Abstract
Distinguishing epileptic seizures from parasomnias is challenging due to overlapping motor features. This study evaluated a SlowFast deep learning model using video recordings of 167 individuals to classify Sleep-Related Hypermotor Epilepsy, Disorders of Arousal, and REM Sleep Behavior Disorder. The model achieved a mean accuracy of 83.3% across three data splits. This work represents an initial step toward developing automated tools to support clinicians in assessing sleep-related motor events.

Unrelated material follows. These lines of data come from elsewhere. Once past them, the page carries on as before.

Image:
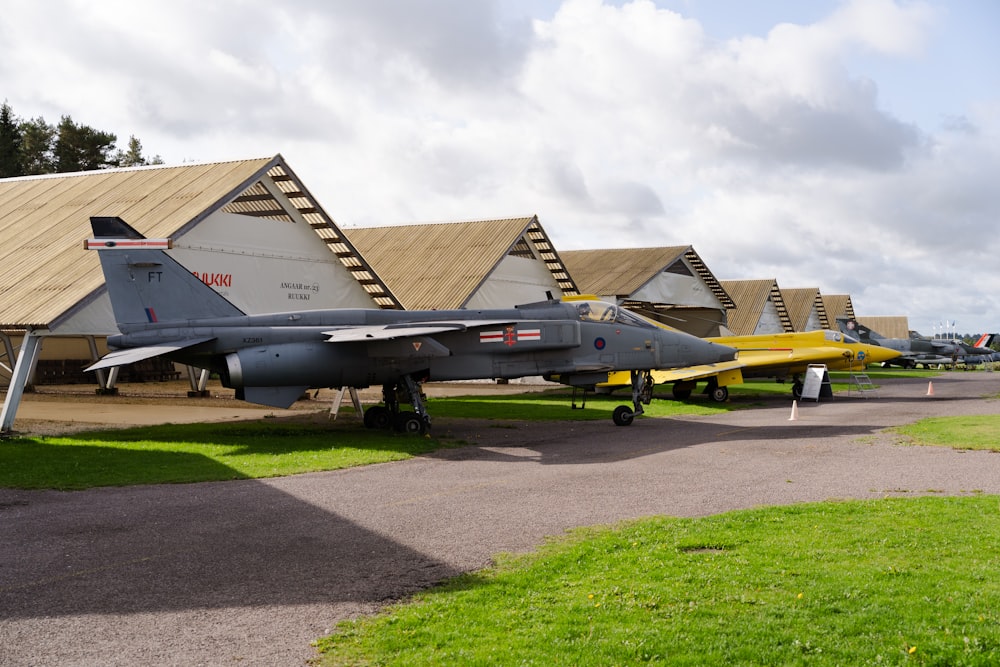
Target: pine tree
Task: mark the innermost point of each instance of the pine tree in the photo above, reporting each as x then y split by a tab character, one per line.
36	147
11	163
82	148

Diagnosing sleep-related paroxysmal motor events accurately remains a significant clinical challenge, particularly when differentiating epileptic seizures from parasomnias1. Although these conditions are distinct in terms of underlying mechanisms, their external manifestations during sleep often share overlapping motor characteristics, leading to potential diagnostic confusion. Experienced clinicians rely on comprehensive clinical history, video-polysomnography, and prolonged video-EEG recordings to make accurate distinctions. However, these methods can be resource-intensive, time-consuming, and prone to variability between observers, particularly in borderline cases or in institutions lacking subspecialty expertise1.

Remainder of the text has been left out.